Неподалеку от театра «Опера» в кафе под застекленным навесом, который занимал три четверти тротуара, официанты были еще грубее и заносчивее, чем в других местах. Мать мне тогда сказала:
— Вот если бы он был лет на сто помоложе…
Совсем небольшое преувеличение. Я видел мсье Трюфо, когда по утрам в пестром халате он пересекал необъятные просторы своей квартиры в Пятом районе. Он выглядел, словно зомби, и поэтому не мог сообразить, что жив, пока в полдень не закидывал в себя кучу таблеток.
Нонг говорила, что ее обязанности в постели были необременительными. Мсье Трюфо был из тех французов, кто всю жизнь получает удовольствие от того, что рядом с ним в кровати находится молодое женское тело. И теперь он не видел причины отказываться от своей привычки только потому, что его подвела природа.
Привыкнуть к его ритуалам было легко. По утрам мы были предоставлены сами себе. С двенадцати до часу он переваривал таблетки и информацию из газет и становился живее по мере того, как начинало действовать лекарство. Потом мы шли в какой-нибудь первоклассный ресторан, где с ним обходились, как с Королем-Солнцем. «Максим», «Люка Картон», «Ресторан на Фошон», «Ле Робюшон» — эти святыни евангелия от кулинарии стали обычным явлением для девушки из стрип-бара и ее сына. С истинно парижской скромностью официанты не кивали и не перемигивались за спиной старика. С почтительными интонациями называли Нонг «мадам», а меня — «мсье».

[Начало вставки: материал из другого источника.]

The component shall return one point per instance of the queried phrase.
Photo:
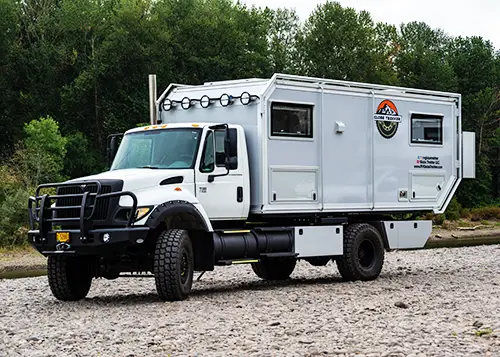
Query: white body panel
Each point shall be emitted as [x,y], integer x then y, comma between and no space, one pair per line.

После обеда бодрости Трюфо хватало еще на то, чтобы преподать мне урок английского вперемешку с французским. И это стало для меня откровением. Старик считал, что единственный смысл учить английский — выигрывать споры с англичанами и американцами, и желательно так, чтобы они этого не заметили. Он обучал меня тонкостям языка — сарказму, коротким ехидным замечаниям во время нудного монолога и тому, как показать собеседнику, что он болван, чтобы это поняли все, кроме него. Такой английский был оружием мастера фехтования, и я его полюбил.
Еще он учил получать удовольствие. Любой обед или ужин в «Люка Картон» должен был вызывать благоговение, словно речь шла об обольщении прекрасной дамы.
— Удовольствие от еды надежнее, чем удовольствие от секса, — иронично и в то же время посмеиваясь над собой, говорил он, кивая в сторону Нонг. Мать улыбалась, а Трюфо продолжал: — Париж — это старая шлюха, но шлюха пятизвездочная.
Перед едой полагался променад, затем аперитив в открытом кафе.
— Ради всего святого, выбирайте место, где больше жизни, больше интриги и адюльтера, — учил он. — А затем медленно приближайтесь к храму наслаждения.
В старике было все, чего у меня никогда не будет: урбанизм, выработанная нарочитая рафинированность полусвета. Баловень судьбы, как и полковник, которого я в то время еще не знал, он принадлежал к особому племени, и я уже тогда понимал, что мне никогда не стать его членом. Но было в нем еще кое-что — подлинность, на что Викорн никак не мог претендовать. Ежедневно после уроков английского Трюфо с воодушевлением читал мне две страницы из некоего Марселя Пруста. Нонг это тоже заметила: не Пруста, а подлинность Трюфо. Двадцатью годами раньше она бы навсегда обосновалась у него: они оба смотрели на жизнь без иллюзий. Я не раз замечал, как Нонг тянула к нему руку. Но оба понимали, что от него ничего не осталось. О да, мы могли бы быть счастливы в Париже. И были счастливы несколько месяцев.